A P/V chart is constructed as follows (look at the graph in the example that follows as you read
the explanation).
(a) ‘P’ is on the y-axis and comprises not only ‘profit’ but contribution to profit (in monetary
terms), extending above and below the x-axis with a zero point at the intersection of the
two axes, and the negative section below the x-axis representing fixed costs. This means
that at zero production, the company is incurring a loss equal to the fixed costs.
(b) ‘V’ is on the x-axis and comprises either volume of sales or value of sales (revenue).
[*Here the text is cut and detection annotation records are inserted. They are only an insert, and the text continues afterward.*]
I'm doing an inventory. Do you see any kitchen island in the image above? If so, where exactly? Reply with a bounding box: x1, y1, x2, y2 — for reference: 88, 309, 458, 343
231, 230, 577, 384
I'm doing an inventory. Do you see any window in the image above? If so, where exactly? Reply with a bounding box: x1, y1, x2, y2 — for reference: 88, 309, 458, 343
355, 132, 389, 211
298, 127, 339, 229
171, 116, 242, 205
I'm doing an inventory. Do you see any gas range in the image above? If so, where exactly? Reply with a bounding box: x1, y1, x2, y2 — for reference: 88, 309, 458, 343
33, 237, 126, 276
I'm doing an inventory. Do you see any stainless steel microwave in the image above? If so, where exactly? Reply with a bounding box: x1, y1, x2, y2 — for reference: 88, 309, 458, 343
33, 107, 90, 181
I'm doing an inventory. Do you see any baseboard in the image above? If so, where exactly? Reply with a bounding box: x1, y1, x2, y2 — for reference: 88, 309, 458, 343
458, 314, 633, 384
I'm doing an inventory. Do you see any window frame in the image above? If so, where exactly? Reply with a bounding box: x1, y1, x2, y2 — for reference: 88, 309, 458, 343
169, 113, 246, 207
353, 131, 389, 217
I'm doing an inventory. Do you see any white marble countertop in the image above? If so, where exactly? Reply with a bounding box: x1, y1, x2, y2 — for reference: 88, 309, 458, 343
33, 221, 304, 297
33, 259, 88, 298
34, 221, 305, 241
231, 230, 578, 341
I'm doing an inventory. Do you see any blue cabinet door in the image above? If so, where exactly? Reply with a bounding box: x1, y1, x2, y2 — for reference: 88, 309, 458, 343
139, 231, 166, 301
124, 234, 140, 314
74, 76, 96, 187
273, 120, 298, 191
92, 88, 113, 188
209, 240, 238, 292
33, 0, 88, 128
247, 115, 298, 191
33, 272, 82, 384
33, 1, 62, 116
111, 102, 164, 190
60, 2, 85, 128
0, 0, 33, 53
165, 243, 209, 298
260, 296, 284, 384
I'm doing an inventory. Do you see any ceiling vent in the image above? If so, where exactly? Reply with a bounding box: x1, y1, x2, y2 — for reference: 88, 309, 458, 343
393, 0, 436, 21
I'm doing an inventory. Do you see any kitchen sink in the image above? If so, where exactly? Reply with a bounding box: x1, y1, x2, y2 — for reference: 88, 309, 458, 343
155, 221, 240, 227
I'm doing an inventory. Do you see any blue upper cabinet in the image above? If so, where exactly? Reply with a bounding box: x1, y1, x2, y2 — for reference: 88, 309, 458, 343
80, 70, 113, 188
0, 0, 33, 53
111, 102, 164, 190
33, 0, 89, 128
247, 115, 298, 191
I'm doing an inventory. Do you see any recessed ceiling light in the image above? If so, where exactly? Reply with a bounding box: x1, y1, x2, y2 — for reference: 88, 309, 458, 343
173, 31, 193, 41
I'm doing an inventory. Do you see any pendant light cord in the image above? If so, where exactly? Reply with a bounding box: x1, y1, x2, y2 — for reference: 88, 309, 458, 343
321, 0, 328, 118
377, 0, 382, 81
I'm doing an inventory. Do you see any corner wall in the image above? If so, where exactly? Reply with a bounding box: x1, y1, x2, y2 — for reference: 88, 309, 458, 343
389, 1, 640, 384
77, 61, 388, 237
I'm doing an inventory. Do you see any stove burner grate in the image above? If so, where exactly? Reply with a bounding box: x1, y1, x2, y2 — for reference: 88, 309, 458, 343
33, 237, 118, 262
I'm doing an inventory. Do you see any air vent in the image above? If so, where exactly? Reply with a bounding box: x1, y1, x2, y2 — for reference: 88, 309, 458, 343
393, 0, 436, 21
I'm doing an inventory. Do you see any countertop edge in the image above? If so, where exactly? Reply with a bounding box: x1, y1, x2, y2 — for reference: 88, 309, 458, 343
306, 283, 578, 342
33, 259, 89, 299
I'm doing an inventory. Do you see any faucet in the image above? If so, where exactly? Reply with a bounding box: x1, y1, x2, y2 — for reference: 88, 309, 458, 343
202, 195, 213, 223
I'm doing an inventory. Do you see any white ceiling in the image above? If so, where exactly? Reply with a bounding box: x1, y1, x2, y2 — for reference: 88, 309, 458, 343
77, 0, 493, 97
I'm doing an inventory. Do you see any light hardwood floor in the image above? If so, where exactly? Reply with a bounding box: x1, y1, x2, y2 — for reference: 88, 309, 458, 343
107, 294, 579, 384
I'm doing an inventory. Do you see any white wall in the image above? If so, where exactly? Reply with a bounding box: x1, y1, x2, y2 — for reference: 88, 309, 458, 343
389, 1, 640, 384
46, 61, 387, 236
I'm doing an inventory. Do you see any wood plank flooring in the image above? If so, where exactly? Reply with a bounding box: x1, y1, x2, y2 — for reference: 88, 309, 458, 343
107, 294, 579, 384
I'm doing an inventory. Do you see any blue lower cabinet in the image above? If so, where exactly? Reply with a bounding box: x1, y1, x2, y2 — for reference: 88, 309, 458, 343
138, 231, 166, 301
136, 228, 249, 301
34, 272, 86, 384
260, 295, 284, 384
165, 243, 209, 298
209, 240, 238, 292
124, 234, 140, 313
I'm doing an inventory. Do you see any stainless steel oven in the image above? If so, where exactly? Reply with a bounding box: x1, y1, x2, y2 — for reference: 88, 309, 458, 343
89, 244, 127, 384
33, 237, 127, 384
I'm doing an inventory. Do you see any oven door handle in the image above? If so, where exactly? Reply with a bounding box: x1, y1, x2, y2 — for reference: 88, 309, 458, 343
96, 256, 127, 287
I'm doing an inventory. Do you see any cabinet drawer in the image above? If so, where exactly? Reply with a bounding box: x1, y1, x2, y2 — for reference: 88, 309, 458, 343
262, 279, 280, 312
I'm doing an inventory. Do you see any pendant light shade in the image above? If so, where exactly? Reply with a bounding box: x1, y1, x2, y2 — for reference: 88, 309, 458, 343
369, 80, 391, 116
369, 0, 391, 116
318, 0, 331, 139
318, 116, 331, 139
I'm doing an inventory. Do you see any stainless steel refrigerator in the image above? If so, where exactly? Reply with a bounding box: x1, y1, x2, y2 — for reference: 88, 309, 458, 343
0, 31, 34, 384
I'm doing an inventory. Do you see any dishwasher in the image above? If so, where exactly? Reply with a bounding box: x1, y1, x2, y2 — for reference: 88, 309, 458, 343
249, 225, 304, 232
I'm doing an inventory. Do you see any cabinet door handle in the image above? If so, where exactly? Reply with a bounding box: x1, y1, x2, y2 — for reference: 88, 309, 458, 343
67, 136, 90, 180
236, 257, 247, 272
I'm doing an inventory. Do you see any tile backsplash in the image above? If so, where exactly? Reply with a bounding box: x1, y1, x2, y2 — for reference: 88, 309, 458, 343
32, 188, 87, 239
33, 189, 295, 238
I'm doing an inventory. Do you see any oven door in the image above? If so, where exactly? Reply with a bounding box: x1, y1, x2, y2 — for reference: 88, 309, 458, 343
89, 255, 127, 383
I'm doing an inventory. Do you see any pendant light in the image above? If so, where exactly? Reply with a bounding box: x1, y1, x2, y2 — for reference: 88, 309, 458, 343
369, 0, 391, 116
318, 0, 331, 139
(c) The profit-volume line is a straight line drawn with its starting point (at zero production) at
the intercept on the y-axis representing the level of fixed costs and with a gradient of
contribution/unit (or the P/V ratio if sales value is used rather than units). The P/V line will
cut the x-axis at the breakeven point of sales volume. Any point on the P/V line above the
x-axis represents the profit to the company (as measured on the vertical axis) for that
particular level of sales.
If the budgeted selling price of the product in our example is increased to P1.20, with the result
that demand drops to 105,000 units despite additional fixed advertising costs of P10,000. At
sales of 105,000 units, contribution will be 105,000 × P(1.20 – 0.50) = P73,500 and total profit
will be P23,500 (fixed costs being P50,000).
The diagram shows that if the selling price is increased, the break-even point occurs at a lower
level of sales revenue (71 429 units instead of 80,000 units), although this is not a particularly
large increase when viewed in the context of the projected sales volume. It is also possible to
see that for sales above 50,000 units, the profit achieved will be higher (and the loss achieved
lower) if the price is P1.20. For sales volumes below 50,000 units, the first option will yield
lower losses.
The P/V chart is the clearest way of presenting such information; two conventional break-even
graphs on one set of axes would be very confusing. Changes in the variable cost per unit or
fixed costs at certain activity levels can also be easily incorporated into a P/V chart. The profit
or loss at each point where the cost structure changes should be calculated and plotted on the
graph so that the profit/volume line becomes a series of straight lines.
For example, suppose that in our example, at sales levels over 120,000 units, the variable cost
per unit increases to P0.60 (perhaps because of overtime premiums that are incurred when
production exceeds a certain level). At sales of 130,000 units, the contribution would, therefore,
be 130,000 × P(1 – 0.60) = P52,000, and the total profit would be P12,000.
10 LIMITATIONS OF CVP ANALYSIS
• Break-even analysis is a useful technique for managers as it can provide simple and quick
estimates. Break-even graphs provide a graphical representation of break-even calculations.
The limitations of break-even analysis are described in the list that follows:
• It can only apply to a single product or a single mix of a group of products.
• A break-even graph may be time-consuming to prepare.
• It assumes fixed costs are constant at all levels of output.
• It assumes that variable costs are the same per unit at all levels of output.
• It assumes that sales prices are constant at all levels of output.
• It assumes production and sales are the same (inventory levels are ignored).
• It ignores the uncertainty in the estimates of fixed costs and variable cost per unit.